Een... bouwen brein mind-computer-interface
Laten we even een back-up maken. De eerste keer dat Russomanno serieus geïnteresseerd raakte in de hersenen, had hij net een traumatisch hersenletsel opgelopen. Als universiteitsvoetballer had hij eerder hersenschudding gehad. De pijn die hij in 2010 leed toen hij rugby speelde voor het clubteam van Columbia University was echter anders. “Ik had problemen met lezen en studeren”, vertelde Russomanno aan Digital Trends. “Ik begon echt na te denken over het verschil tussen hersenen en geest. Als je de ‘hardware’ beschadigt, voel je dat aan de ‘software’. Ik ging naar een aantal psychologen en neurologen, en ze vertelden me allemaal dat het goed met me ging. [Maar ik voelde me niet] goed.’
Russomanno herstelde van de hersenschudding, maar zijn interesse in de hersenen wankelde niet. Een jaar later ging hij naar de graduate school en studeerde hij aan het Design and Technology MFA-programma aan de Parsons School of Design. Russomanno werd gevraagd een project te bouwen voor zijn fysieke computerklas. Toen hij om zich heen keek, vond hij een online-tutorial waarin precies werd uitgelegd hoe hersengolven uit een elektro-encefalografie (EEG) speelgoedje naar open source software konden worden gehackt. “Dat was het begin van mijn zoektocht naar BCI”, zei hij. ‘Ik heb sindsdien niet meer achterom gekeken.’
OpenBCI, een startup gevestigd in Brooklyn, New York, verscheen in 2015 op het toneel met een enkeleKickstarter-projecten dat tot doel had hersen-computerinterfaceprojecten te bouwen voor onderzoekers met een beperkt budget. Samen haalden ze een bijdrage van minder dan $ 400.000 op en lanceerden het bedrijf.

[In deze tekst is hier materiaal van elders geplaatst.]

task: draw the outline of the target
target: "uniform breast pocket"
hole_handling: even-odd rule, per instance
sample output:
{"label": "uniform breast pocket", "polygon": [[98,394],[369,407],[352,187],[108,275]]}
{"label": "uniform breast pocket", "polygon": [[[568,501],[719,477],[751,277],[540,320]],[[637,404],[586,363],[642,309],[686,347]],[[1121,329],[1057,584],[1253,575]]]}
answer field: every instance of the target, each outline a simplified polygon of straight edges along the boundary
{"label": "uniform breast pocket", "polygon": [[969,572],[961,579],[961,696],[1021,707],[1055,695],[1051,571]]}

Nu is OpenBCI terug met zijn meest ambitieuze project tot nu toe: een virtual reality- en augmented reality-compatibele, met sensoren bezaaide headset genaamd Galea, deze maand aangekondigd.
“Als je precies probeert te weten hoe iemands fysiologie, hersenen of geest veranderen als reactie op stimuli, je moet ervoor zorgen dat al die gegevens heel, heel nauw gekoppeld zijn aan de stimuli zelf.
Galea, die in eerste instantie ergens in 2021 op de markt zal komen, is er één van groeiend aantal van draagbare EEG-headsets die de elektrische activiteit op de hoofdhuid monitoren en deze informatie doorgeven aan een computer.
Het idee om EEG-invoer te gebruiken als een manier om rechtstreeks met een computer te communiceren is geen nieuw idee. Begin jaren zeventig was Jacques Vidal, een professor aan het Brain Research Institute van de Universiteit van Californië, Los Angeles (UCLA), bedacht de uitdrukking ‘brain-computer interface’ om dit begrip te beschrijven. “Kunnen deze waarneembare elektrische hersensignalen worden ingezet als dragers van informatie in de mens-computer communicatie of met het doel externe apparaten zoals protheses of ruimteschepen te besturen?” Vidal waarover werd nagedacht in een onderzoekspaper uit 1973. “Zelfs op basis van de huidige stand van de techniek op het gebied van de informatica en neurofysiologie zou je kunnen suggereren dat een dergelijke prestatie potentieel om de hoek ligt.”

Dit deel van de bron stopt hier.